Ideas to keep Thanksgiving healthy and happy
Roast the turkey in the oven. The pies are cooling on the counter. And you might be saying to yourself, “Thanksgiving is not the time to be so strict about what I eat.”
Health experts say — you may have a point.
“I don’t want people to think too much about their relationship with food during Thanksgiving, when the holiday is about friends and families and being thankful and counting our blessings,” said Dr. Colleen Spies, associate professor of clinical dietetics at Ohio State University College. Medicine in Columbus.
Holidays tend to highlight “all-or-nothing” attitudes about eating, said Crystal Dunham, a registered dietitian in Tulsa, Oklahoma. People are either “YOLO! It’s the holidays! I’m leaving all the rules!” Or “It’s the holidays, and I don’t touch anything unless it’s celery.”
“And I think there’s a way to be in the middle,” Dunham said.

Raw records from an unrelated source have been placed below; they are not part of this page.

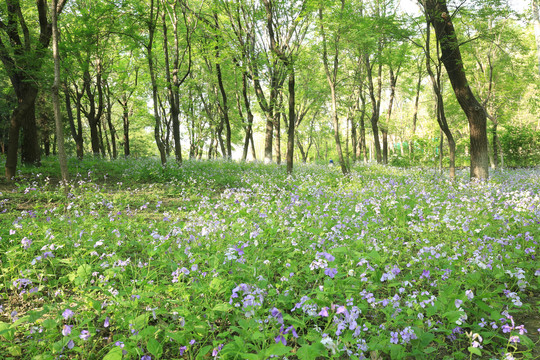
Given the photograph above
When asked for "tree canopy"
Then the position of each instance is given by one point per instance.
(352, 80)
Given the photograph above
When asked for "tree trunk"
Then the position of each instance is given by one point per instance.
(536, 20)
(62, 157)
(112, 130)
(157, 126)
(451, 57)
(277, 128)
(441, 115)
(415, 110)
(292, 121)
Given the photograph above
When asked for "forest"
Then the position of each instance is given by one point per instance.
(274, 179)
(404, 83)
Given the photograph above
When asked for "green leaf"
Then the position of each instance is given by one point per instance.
(114, 354)
(278, 349)
(154, 348)
(222, 307)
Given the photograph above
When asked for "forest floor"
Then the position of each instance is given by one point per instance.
(234, 260)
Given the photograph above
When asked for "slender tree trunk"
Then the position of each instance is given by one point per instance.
(249, 125)
(277, 128)
(415, 110)
(536, 20)
(170, 92)
(441, 115)
(331, 77)
(157, 127)
(30, 151)
(495, 140)
(62, 157)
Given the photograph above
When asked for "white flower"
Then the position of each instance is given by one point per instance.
(329, 344)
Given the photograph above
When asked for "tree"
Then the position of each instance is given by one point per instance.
(62, 157)
(536, 20)
(331, 76)
(438, 14)
(23, 56)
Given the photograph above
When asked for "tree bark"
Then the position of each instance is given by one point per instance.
(149, 53)
(62, 156)
(536, 20)
(437, 12)
(441, 115)
(292, 121)
(331, 77)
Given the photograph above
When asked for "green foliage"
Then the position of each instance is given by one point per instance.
(243, 261)
(521, 145)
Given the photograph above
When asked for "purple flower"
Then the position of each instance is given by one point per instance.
(292, 330)
(327, 256)
(66, 330)
(217, 350)
(280, 338)
(277, 315)
(26, 242)
(67, 314)
(331, 272)
(394, 337)
(85, 335)
(514, 339)
(341, 310)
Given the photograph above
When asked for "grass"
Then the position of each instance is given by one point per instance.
(240, 261)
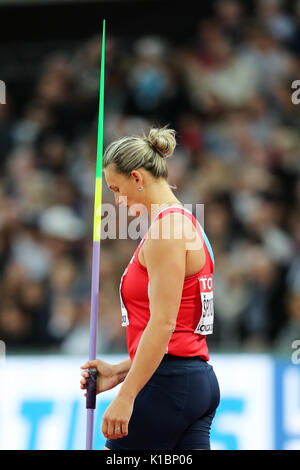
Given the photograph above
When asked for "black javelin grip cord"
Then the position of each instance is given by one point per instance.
(91, 388)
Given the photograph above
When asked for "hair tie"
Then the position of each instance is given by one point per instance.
(154, 148)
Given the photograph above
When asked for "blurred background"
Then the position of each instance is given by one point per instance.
(221, 75)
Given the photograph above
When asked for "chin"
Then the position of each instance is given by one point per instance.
(134, 209)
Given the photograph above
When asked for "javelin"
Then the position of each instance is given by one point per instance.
(92, 378)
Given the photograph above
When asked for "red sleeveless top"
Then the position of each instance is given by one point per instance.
(195, 315)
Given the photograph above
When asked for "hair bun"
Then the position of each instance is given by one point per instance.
(163, 140)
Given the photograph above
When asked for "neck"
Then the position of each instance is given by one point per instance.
(161, 195)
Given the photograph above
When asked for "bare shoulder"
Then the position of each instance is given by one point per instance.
(177, 227)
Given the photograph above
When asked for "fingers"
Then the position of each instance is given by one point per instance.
(114, 430)
(90, 364)
(83, 380)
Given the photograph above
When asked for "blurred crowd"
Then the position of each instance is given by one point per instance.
(226, 89)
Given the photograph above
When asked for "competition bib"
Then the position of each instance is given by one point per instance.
(205, 325)
(125, 320)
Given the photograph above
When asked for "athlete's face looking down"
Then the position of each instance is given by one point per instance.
(125, 188)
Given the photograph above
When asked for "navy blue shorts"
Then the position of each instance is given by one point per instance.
(175, 409)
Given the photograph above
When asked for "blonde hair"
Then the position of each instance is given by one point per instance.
(149, 152)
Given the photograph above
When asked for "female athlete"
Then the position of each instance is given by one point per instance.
(169, 393)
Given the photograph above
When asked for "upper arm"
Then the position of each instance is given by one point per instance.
(165, 262)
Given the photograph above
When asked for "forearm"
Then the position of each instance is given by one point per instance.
(151, 349)
(122, 369)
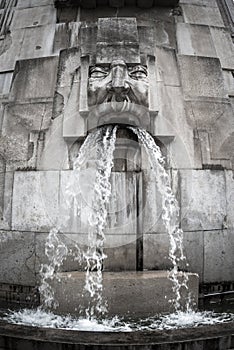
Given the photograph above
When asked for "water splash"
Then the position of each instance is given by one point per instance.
(40, 318)
(55, 251)
(95, 256)
(170, 216)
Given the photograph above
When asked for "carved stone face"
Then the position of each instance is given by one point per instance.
(118, 82)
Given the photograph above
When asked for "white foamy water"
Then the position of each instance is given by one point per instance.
(40, 318)
(170, 216)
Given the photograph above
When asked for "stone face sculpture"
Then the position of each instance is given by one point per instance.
(118, 82)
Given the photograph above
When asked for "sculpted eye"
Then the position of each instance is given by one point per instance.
(97, 72)
(138, 72)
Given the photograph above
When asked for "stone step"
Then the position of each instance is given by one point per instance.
(128, 294)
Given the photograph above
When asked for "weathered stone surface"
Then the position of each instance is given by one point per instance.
(117, 39)
(121, 252)
(5, 82)
(33, 3)
(209, 3)
(132, 294)
(156, 250)
(17, 250)
(34, 16)
(223, 46)
(201, 77)
(230, 198)
(203, 200)
(167, 66)
(172, 121)
(195, 40)
(10, 55)
(218, 255)
(228, 82)
(37, 76)
(54, 155)
(202, 15)
(35, 200)
(37, 42)
(194, 252)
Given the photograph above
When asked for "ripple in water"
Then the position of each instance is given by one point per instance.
(40, 318)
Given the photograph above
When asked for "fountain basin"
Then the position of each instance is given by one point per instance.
(210, 337)
(128, 294)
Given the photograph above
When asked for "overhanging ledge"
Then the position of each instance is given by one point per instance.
(115, 3)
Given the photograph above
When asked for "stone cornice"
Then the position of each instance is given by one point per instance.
(115, 3)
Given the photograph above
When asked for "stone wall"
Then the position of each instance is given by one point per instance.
(39, 108)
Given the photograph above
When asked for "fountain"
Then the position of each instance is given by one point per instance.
(118, 190)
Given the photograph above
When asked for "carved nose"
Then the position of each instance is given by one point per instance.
(118, 84)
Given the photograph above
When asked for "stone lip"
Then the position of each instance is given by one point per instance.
(46, 335)
(128, 294)
(119, 113)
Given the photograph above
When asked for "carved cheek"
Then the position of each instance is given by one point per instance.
(140, 92)
(97, 91)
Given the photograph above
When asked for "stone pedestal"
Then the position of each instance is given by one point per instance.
(128, 294)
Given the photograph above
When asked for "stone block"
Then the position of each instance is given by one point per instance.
(121, 252)
(37, 42)
(38, 76)
(209, 16)
(203, 200)
(12, 43)
(33, 16)
(224, 46)
(194, 252)
(5, 82)
(5, 223)
(172, 121)
(128, 294)
(33, 3)
(201, 77)
(17, 258)
(156, 251)
(167, 66)
(54, 154)
(76, 245)
(35, 200)
(195, 40)
(209, 3)
(230, 198)
(228, 82)
(218, 256)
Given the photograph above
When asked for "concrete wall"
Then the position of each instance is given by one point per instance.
(39, 86)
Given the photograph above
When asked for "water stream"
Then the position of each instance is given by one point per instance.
(101, 144)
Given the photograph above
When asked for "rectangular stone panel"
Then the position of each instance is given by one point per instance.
(34, 16)
(33, 3)
(195, 40)
(224, 46)
(38, 77)
(203, 200)
(201, 77)
(209, 3)
(167, 66)
(35, 200)
(5, 82)
(193, 245)
(156, 251)
(207, 15)
(230, 198)
(229, 82)
(218, 256)
(139, 295)
(13, 43)
(37, 42)
(17, 250)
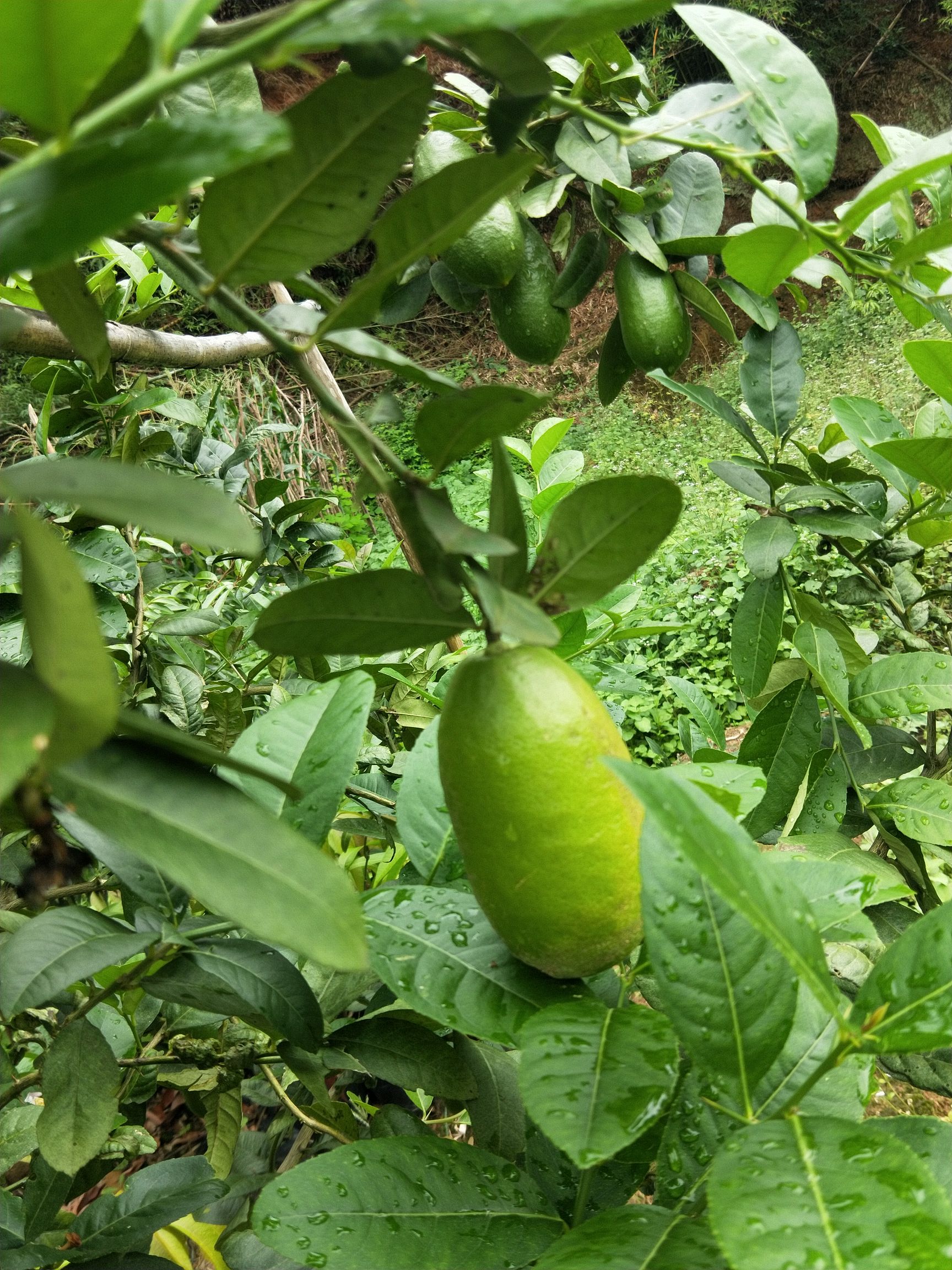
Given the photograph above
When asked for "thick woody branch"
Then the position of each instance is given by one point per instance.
(39, 337)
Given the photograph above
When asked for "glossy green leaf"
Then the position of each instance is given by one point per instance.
(174, 507)
(423, 821)
(781, 742)
(594, 1079)
(80, 1097)
(69, 656)
(601, 534)
(785, 1175)
(635, 1237)
(407, 1054)
(294, 211)
(57, 948)
(436, 950)
(903, 684)
(728, 991)
(928, 459)
(26, 723)
(788, 102)
(769, 540)
(65, 299)
(497, 1112)
(448, 428)
(694, 826)
(424, 222)
(223, 847)
(56, 53)
(55, 207)
(919, 808)
(483, 1213)
(772, 378)
(153, 1198)
(248, 980)
(756, 634)
(369, 612)
(312, 743)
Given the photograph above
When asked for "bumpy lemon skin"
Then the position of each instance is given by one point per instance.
(549, 835)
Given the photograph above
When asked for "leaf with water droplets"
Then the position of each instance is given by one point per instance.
(594, 1079)
(812, 1193)
(404, 1203)
(909, 991)
(903, 685)
(436, 950)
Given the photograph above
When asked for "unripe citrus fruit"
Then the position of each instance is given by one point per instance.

This middle ground allows for fun, peace of mind and health, she and Space said. And while some people, including those with diet-related medical conditions like diabetes, may need more thoughtful planning, everyone can make simple, healthy last-minute choices that enhance their day.
Among their suggestions:
Don’t skip breakfast
Eating to prevent overeating may seem counterintuitive, but starving yourself in the morning can lead to problems later.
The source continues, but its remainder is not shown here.